Interrupt performance on linux kernel with RT patches - should be better?

I have bumped into a bit inconsistent IRQ/ISR performance on Freescales imx.233 running linux kernel (3.8.13) with CONFIG_PREEMPT_RT patches.
I am little bit surprised why this processor (ARM9, 454mhz) is unable to keep up even with 74kHz IRQ requests.. ?
In my kernel config I have set following flags:
CONFIG_TINY_PREEMPT_RCU=y
CONFIG_PREEMPT_RCU=y
CONFIG_PREEMPT=y
CONFIG_PREEMPT_RT_BASE=y
CONFIG_HAVE_PREEMPT_LAZY=y
CONFIG_PREEMPT_LAZY=y
CONFIG_PREEMPT_RT_FULL=y
CONFIG_PREEMPT_COUNT=y
CONFIG_DEBUG_PREEMPT=y
On the system there is basically nothing running (created by buildroot), and I set PWM to generate a pulse of 74kHz, that serves as interrupt.
Then in the ISR, I just trigger another GPIO output pin, and check the output.
What I find is that sometimes I miss an interrupt -
You can see the missed interrupt here:
And also the the triggering of output pin seems to be a bit inconsistent, the output pin is triggered usually within "5% window", that might still be acceptable. But I worry, that when I start implementing data transfer logic, instead of just triggering the pin, I might run into further problems...
My simple driver code looks like this:
#needed includes
uint16_t INPUT_IRQ = 39;
uint16_t OUTPUT_GPIO = 38;
struct test_device *device;
//Prototypes
void irqtest_exit(void);
int irqtest_init(void);
void free_device(void);
//Default functions
module_init(irqtest_init);
module_exit(irqtest_exit);
//triggering flag
uint16_t pulse = 0x1;
irqreturn_t irq_handle_function(int irq, void *device_id)
{
pulse = !pulse;
gpio_set_value(OUTPUT_GPIO, pulse);
return IRQ_HANDLED;
}
struct test_device {
int huuhaa;
};
void free_device() {
if (device)
kfree(device);
}
int irqtest_init(void) {
int result = 0;
device = kmalloc(sizeof *device, GFP_KERNEL);
device->huuhaa = 10;
printk("IRB/irqtest_init: Inserting IRQ module\n");
printk("IRB/irqtest_init: Requesting GPIO (%d)\n", INPUT_IRQ);
result = gpio_request_one(INPUT_IRQ, GPIOF_IN, "PWM input");
if (result != 0) {
free_device();
printk("IRB/irqtest_init: Failed to set GPIO (%d) as input.. exiting\n", INPUT_IRQ);
return -EINVAL;
}
result = gpio_request_one(OUTPUT_GPIO, GPIOF_OUT_INIT_LOW , "IR OUTPUT");
if (result != 0) {
free_device();
printk("IRB/irqtest_init: Failed to set GPIO (%d) as output.. exiting\n", OUTPUT_GPIO);
return -EINVAL;
}
//Set our desired interrupt line as input
result = gpio_direction_input(INPUT_IRQ);
if (result != 0) {
printk("IRB/irqtest_init: Failed to set IRQ as input.. exiting\n");
free_device();
return -EINVAL;
}
//Set flags for our interrupt, guessing here..

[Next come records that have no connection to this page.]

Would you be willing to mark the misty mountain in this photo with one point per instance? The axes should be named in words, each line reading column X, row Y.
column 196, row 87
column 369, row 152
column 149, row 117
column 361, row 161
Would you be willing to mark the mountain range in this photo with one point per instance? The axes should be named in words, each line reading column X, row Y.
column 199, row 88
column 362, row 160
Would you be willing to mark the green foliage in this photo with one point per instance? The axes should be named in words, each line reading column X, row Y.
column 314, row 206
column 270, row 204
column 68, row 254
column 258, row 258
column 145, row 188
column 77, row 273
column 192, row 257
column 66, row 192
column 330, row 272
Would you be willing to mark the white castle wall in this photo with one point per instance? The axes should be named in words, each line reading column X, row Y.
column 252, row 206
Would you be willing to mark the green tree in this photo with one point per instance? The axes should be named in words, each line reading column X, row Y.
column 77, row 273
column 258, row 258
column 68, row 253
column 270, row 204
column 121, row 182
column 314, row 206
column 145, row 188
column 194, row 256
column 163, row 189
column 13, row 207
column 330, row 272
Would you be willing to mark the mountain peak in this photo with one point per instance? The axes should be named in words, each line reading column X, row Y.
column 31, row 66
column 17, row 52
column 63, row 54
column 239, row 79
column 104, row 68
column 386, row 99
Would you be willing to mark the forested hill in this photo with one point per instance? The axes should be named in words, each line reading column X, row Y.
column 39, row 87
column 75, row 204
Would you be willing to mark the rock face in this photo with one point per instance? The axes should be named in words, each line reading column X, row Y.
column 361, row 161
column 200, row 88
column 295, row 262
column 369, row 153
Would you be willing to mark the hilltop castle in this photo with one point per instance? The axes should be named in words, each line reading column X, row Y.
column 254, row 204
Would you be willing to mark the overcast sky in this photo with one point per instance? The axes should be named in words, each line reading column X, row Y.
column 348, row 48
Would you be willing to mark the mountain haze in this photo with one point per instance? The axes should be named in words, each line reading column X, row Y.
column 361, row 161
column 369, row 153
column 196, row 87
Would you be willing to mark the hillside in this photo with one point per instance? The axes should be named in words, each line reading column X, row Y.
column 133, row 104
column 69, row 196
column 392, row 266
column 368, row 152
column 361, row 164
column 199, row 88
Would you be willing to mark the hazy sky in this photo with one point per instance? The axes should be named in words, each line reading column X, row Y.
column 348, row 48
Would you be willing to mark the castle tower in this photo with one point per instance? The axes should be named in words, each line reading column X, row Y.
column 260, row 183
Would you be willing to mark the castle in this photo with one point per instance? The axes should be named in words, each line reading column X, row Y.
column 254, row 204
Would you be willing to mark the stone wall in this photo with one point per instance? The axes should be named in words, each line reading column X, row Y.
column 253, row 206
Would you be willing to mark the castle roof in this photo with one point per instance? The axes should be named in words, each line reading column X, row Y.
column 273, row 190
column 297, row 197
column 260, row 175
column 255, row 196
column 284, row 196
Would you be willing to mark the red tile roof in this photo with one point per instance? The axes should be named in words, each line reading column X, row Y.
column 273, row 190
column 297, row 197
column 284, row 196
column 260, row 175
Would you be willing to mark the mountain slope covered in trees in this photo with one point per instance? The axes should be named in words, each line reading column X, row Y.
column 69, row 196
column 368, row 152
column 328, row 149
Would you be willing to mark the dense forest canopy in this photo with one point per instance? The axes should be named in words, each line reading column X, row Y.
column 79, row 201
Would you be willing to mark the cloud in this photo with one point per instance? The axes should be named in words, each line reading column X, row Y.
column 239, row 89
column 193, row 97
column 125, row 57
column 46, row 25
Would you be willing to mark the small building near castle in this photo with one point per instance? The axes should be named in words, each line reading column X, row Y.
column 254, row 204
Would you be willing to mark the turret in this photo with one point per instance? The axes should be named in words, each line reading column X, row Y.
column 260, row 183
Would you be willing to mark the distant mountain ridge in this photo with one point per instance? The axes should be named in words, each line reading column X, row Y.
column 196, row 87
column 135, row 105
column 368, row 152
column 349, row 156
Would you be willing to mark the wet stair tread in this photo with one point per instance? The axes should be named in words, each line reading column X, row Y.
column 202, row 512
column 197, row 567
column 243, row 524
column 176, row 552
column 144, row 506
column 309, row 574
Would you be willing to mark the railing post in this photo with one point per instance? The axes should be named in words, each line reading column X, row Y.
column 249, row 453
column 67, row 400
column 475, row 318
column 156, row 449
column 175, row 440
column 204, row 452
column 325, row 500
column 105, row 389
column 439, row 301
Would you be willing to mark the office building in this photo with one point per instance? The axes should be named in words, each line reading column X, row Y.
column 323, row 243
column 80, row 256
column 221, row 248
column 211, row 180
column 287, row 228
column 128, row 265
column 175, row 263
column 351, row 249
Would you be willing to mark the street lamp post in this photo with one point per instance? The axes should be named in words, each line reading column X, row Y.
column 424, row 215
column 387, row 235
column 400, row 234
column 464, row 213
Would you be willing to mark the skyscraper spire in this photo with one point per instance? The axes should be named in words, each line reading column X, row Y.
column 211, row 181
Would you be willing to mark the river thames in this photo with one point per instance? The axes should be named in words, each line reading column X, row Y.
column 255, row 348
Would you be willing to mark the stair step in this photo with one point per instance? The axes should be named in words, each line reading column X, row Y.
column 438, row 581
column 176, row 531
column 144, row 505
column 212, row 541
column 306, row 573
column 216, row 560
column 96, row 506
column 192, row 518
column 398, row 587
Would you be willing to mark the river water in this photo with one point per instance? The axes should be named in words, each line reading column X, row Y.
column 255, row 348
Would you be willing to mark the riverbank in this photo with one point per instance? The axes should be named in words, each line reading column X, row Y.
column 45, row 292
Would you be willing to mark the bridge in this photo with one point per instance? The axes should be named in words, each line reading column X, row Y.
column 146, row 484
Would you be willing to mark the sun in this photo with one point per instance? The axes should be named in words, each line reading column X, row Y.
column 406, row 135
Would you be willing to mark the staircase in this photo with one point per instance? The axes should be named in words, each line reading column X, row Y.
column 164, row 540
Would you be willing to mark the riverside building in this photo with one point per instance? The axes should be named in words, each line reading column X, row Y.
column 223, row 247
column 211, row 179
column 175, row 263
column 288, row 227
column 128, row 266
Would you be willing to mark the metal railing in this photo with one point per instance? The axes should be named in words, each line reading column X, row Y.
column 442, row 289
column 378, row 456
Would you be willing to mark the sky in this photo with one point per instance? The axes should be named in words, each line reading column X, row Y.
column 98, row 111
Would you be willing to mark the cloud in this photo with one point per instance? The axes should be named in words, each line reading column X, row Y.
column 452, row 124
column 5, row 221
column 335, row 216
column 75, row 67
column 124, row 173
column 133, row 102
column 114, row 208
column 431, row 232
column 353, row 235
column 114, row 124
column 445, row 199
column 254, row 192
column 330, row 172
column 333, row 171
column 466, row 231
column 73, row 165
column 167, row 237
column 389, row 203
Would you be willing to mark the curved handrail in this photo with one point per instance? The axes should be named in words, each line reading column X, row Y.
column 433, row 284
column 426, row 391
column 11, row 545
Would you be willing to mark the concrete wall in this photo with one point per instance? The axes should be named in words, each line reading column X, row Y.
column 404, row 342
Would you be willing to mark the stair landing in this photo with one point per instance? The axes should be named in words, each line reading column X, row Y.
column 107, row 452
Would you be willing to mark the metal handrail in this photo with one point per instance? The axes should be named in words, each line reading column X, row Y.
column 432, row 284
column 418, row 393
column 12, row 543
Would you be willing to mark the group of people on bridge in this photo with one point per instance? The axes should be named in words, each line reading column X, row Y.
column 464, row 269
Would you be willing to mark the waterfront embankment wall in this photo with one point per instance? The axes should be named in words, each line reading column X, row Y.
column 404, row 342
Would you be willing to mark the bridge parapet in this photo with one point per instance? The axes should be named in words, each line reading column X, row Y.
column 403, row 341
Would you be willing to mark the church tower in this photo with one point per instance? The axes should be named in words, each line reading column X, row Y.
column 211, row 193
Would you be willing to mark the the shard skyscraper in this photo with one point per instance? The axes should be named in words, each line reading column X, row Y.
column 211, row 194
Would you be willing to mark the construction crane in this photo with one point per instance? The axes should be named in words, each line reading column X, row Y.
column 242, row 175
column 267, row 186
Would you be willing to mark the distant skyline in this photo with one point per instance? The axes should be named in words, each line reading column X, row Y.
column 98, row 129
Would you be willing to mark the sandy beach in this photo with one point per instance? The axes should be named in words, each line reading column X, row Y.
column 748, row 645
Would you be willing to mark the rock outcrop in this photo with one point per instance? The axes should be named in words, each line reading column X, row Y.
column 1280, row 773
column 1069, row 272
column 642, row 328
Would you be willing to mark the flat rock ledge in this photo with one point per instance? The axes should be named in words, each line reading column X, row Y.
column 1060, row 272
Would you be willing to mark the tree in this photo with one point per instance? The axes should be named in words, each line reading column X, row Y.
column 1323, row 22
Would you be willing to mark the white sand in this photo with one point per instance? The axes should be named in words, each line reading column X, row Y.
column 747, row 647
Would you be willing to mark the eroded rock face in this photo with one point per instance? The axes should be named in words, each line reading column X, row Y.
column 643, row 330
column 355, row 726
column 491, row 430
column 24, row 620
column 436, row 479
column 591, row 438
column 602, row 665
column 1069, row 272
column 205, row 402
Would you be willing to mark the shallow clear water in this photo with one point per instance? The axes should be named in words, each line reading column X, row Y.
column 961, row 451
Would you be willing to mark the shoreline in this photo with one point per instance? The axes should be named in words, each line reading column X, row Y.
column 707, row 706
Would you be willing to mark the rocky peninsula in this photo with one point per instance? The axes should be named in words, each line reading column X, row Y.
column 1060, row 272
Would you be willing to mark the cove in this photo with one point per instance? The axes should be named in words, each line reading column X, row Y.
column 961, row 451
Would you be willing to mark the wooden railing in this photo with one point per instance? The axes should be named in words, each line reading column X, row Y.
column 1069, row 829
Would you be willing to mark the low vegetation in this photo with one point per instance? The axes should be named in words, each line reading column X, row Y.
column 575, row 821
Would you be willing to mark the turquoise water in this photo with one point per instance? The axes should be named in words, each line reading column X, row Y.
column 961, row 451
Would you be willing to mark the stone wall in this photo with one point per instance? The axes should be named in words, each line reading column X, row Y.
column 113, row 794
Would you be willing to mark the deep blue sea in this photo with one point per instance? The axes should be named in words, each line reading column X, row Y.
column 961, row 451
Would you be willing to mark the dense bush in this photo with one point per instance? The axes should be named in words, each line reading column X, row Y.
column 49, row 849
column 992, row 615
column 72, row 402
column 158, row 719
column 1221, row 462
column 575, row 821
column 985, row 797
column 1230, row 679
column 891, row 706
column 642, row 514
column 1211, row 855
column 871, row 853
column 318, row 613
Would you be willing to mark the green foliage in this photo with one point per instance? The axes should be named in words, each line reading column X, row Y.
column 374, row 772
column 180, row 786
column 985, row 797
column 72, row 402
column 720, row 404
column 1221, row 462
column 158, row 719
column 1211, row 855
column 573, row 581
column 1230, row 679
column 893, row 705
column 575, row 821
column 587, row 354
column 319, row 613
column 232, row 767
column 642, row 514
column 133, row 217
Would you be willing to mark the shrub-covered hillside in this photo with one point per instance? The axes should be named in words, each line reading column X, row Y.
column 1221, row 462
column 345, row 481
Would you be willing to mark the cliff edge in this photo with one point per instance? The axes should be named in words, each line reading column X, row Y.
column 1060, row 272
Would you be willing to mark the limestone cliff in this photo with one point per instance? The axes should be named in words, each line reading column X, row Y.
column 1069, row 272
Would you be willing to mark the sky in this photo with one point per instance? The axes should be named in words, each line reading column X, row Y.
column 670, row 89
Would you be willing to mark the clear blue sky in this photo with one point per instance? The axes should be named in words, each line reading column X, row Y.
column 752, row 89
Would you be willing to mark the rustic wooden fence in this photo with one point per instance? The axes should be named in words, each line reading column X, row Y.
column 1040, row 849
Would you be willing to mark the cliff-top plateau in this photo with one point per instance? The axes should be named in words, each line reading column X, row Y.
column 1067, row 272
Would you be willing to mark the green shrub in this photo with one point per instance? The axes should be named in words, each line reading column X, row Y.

irq_flags |= IRQF_NO_THREAD;
irq_flags |= IRQF_NOBALANCING;
irq_flags |= IRQF_TRIGGER_RISING;
irq_flags |= IRQF_NO_SOFTIRQ_CALL;
//register interrupt
result = request_irq(gpio_to_irq(INPUT_IRQ), irq_handle_function, irq_flags, "irq testing", device);
if (result != 0) {
printk("IRB/irqtest_init: Failed to reserve GPIO 38\n");
return -EINVAL;
}
printk("IRB/irqtest_init: insert success\n");
return 0;
}
void irqtest_exit(void) {
if (device)
kfree(device);
gpio_free(INPUT_IRQ);
gpio_free(OUTPUT_GPIO);
printk("IRB/irqtest_exit: Removing irqtest module\n");
}
int irqtest_open(struct inode *inode, struct file *filp) {return 0;}
int irqtest_release(struct inode *inode, struct file *filp) {return 0;}
In the system, I have following interrupts registered, after the driver is loaded:
# cat /proc/interrupts
CPU0
16: 36379 - MXS Timer Tick
17: 0 - mxs-spi
18: 2103 - mxs-dma
60: 0 gpio-mxs irq testing
118: 0 - mxs-spi
119: 0 - mxs-dma
120: 0 - RTC alarm
124: 0 - 8006c000.serial
127: 68050 - uart-pl011
128: 151 - ci13xxx_imx
Err: 0
I wonder if the flags I declare to my IRQ are good ? I noticed that with this configuration, I can no longer reach console, so kernel seems totally consumed with servicing this 74kHz trigger now.. this can't be right ?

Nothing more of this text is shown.